- Location within the regional unit
- Sarantaporo Location within Greece
- Coordinates: 40°04′N 22°03′E﻿ / ﻿40.067°N 22.050°E
- Country: Greece
- Administrative region: Thessaly
- Regional unit: Larissa
- Municipality: Elassona

Area
- • Municipal unit: 150.902 km^{2} (58.264 sq mi)
- • Community: 26.958 km^{2} (10.409 sq mi)
- Elevation: 840 m (2,760 ft)

Population (2021)
- • Municipal unit: 1,866
- • Municipal unit density: 12.37/km^{2} (32.03/sq mi)
- • Community: 463
- • Community density: 17.2/km^{2} (44.5/sq mi)
- Time zone: UTC+2 (EET)
- • Summer (DST): UTC+3 (EEST)
- Postal code: 402 00
- Vehicle registration: ΡΙ

= Sarantaporo =

Sarantaporo (Σαραντάπορο) is a village and a former municipality in the Larissa regional unit, Thessaly, Greece.
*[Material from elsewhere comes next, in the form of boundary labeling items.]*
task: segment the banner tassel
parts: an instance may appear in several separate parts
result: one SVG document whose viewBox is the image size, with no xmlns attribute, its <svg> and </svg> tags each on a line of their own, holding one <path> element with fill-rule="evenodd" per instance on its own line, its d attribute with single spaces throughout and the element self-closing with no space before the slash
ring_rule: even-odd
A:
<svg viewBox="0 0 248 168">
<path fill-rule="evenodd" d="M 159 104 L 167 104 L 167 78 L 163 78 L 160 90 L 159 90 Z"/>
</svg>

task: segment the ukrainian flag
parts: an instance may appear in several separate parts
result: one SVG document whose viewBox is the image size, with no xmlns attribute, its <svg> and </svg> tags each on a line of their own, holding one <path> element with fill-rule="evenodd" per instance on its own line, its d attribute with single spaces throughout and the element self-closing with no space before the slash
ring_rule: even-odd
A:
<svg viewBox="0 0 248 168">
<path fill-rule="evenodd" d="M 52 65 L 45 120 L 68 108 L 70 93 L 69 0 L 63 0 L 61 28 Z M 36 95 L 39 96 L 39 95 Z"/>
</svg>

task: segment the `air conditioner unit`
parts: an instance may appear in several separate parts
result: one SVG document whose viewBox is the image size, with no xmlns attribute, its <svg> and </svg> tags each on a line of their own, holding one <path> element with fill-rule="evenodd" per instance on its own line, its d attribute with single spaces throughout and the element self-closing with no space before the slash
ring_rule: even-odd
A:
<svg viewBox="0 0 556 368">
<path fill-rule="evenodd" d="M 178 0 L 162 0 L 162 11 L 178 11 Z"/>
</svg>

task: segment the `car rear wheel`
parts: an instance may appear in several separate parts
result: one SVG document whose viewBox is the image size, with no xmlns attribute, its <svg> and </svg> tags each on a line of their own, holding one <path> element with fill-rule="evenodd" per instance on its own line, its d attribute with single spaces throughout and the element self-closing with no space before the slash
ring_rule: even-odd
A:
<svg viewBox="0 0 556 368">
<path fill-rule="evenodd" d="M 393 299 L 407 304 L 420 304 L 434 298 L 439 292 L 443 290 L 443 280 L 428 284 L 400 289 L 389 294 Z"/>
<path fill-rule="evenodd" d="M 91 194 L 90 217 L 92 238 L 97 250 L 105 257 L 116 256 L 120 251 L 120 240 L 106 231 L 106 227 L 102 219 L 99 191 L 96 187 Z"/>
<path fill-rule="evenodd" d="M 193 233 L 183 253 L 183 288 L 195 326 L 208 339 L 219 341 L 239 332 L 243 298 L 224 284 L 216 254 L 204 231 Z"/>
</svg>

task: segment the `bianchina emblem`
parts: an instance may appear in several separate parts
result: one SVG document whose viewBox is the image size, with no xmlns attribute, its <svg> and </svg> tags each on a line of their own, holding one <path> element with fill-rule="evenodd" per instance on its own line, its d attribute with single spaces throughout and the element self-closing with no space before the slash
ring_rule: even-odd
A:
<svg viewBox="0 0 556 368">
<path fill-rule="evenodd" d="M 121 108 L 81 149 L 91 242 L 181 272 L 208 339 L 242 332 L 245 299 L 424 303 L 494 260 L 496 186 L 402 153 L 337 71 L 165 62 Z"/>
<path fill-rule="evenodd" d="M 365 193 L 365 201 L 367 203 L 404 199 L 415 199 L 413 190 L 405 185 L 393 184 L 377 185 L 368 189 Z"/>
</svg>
Since the 2011 local government reform it is part of the municipality Elassona, of which it is a municipal unit. The municipal unit has an area of 150.902 km^{2}, and the community has an area of 26.958 km^{2}. The town is between the mountains of Kamvounia to the northwest and the Pierian Mountains to the northeast. The river Sarantaporos flows through the municipality. Sarantaporo is on the Greek National Road 3 (Larissa - Kozani - Niki). It is located west-southwest of Katerini, northwest of Elassona and Larissa, east of Grevena and south-southeast of Kozani.

==Subdivisions==
The municipal unit Sarantaporo is subdivided into the following communities (constituent villages in brackets):
- Azoros (Vouvala)
- Gerania
- Giannota
- Lykoudi (Lykoudi, Sykia)
- Milea
- Sarantaporo
- Tsapournia (Tsapournia, Farmaki)

==Population==

| Year | Town population | Municipality population |
|---|---|---|
| 1981 | 817 | - |
| 1991 | 938 | - |
| 2001 | 839 | 3,337 |
| 2011 | 580 | 2,455 |
| 2021 | 463 | 1,866 |

==History==
The village was originally a Slavic settlement founded under the name Glikovo. Unlike the rest of Thessaly, Sarantaporo did not join Greece until October 1912 when the town was liberated from the Ottoman Empire after the Battle of Sarantaporo, a Greek victory in the First Balkan War. The Sarantaporo Gorge was the strategic location for the battle. Sarantaporo became a municipality in 1994; one of the first to be created under the Capodistrian Law. The area features archaeological findings dating back to the pre-Classical years up to the Ottoman rule.